Emociona a tus neuronas

¿Creéis que es cierto que sólo utilizamos el 10% de nuestro cerebro?

Alrededor de los 20 años, comienza nuestra pérdida de neuronas. Los números dan miedo, ya que se pierden unas 50.000 neuronas al día. Cuando tengamos 75 años, el 10% de nuestras neuronas se habrán largado.

Los científicos creen que cuando un circuito neuronal está hecho, que haya nuevas células neuronales podría suponer un problema, ya que interrumpiría el flujo de información del cerebro. Aquí está una de las claves.

Nuestro cerebro puede cambiar la información que está recibiendo y generar nuevas conexiones en situaciones que, ni siquiera era capaz de observar, ni darse cuenta.

Las neuronas son las células más longevas de nuestro cuerpo, sin embargo, muchas mueren en el transcurso de la vida, aunque parece un proceso natural y normal.

El Parkinson, el Alzheimer, los golpes en la cabeza, un accidente cerebrovascular, lesiones de la médula espinal, son causa de grandes pérdidas neuronales, se pierden neuronas encargadas de transmitir movimiento, memoria, etc.

Las neuronas al igual que los óvulos se crean cuando estamos en el vientre de mamá y una vez creadas, así se quedan.

Al nacer, el cerebro pesa unos 350 gramos, y al morir suele pesar un kilo más, eso quiere decir que, nuestras neuronas crecen en peso y tamaño. No es cuestión de ser más listo o tener mayor cantidad de información en la cabeza, es un proceso natural que ocurre -por ejemplo- con las orejas.

El cerebro cambia física, funcional, química y emocionalmente a medida que adquiere una nueva maestría, destreza o habilidad. Lo sabemos por las numerosas investigaciones sobre la plasticidad cerebral. En realidad, lo que nuestro cerebro hace es modificar el cableado. 

Genera nuevas conexiones neuronales y suelta las viejas.
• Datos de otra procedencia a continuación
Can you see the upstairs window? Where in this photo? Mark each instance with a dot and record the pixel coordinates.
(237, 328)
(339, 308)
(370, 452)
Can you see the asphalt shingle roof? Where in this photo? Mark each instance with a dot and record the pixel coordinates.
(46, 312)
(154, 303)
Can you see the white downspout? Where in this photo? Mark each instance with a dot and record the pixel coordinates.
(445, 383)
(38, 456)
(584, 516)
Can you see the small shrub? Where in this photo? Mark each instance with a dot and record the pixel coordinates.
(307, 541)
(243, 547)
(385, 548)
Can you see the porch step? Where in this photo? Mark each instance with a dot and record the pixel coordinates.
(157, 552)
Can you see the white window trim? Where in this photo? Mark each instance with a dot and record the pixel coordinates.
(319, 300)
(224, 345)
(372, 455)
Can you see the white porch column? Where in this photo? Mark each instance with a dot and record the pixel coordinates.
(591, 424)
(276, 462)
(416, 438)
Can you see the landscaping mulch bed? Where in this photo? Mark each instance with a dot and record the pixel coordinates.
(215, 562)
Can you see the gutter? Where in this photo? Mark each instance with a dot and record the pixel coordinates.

A medida que adquirimos una nueva capacidad – por ejemplo, aprender alemán – nuestro cerebro también va creando nuevas conexiones en zonas donde, antes de aprender, no existían.

Las investigaciones sobre plasticidad cerebral dicen que el cerebro humano continúa desarrollando nuevas neuronas durante toda la vida en respuesta a la actividad mental, lo que significa que la función cognitiva puede mejorar, a pesar de la edad, por lo tanto, el deterioro y el envejecimiento del cerebro pueden ser revertidos.

Estas nuevas rutas de neuronas se crean en nuestro cerebro a través del aprendizaje y la práctica, de forma muy parecida a como se forma un camino QUE ANTES NO EXISTIA.

Las neuronas se comunican entre sí mediante sinapsis y estas vías de comunicación se pueden regenerar durante toda la vida. Cada vez que adquirimos nuevos conocimientos a través de la práctica repetida, la comunicación entre las neuronas implicadas se refuerza.

Una actividad regular, así como un ambiente con estímulos afectivos, familiares y psíquicos adecuados, activa tanto las conexiones entre neuronas como el crecimiento de nuevas células nerviosas, principalmente en el hipocampo, estructura encargada de analizar y memorizar los estímulos nuevos que llegan a nuestro cerebro.

Sin embargo, debemos tener presente que si nuestra responsabilidad no está unida a una emoción, el aprendizaje de nuestra función cerebral mejora muy poco para revertir el aletargamiento.

Nuestro cerebro está diseñado para ser estimulado y desafiado, eso le gusta, lo encuentra interesante, es como una seducción, es sexi para él.

La emoción de lo nuevo sacude el bosque cableado con fuerza.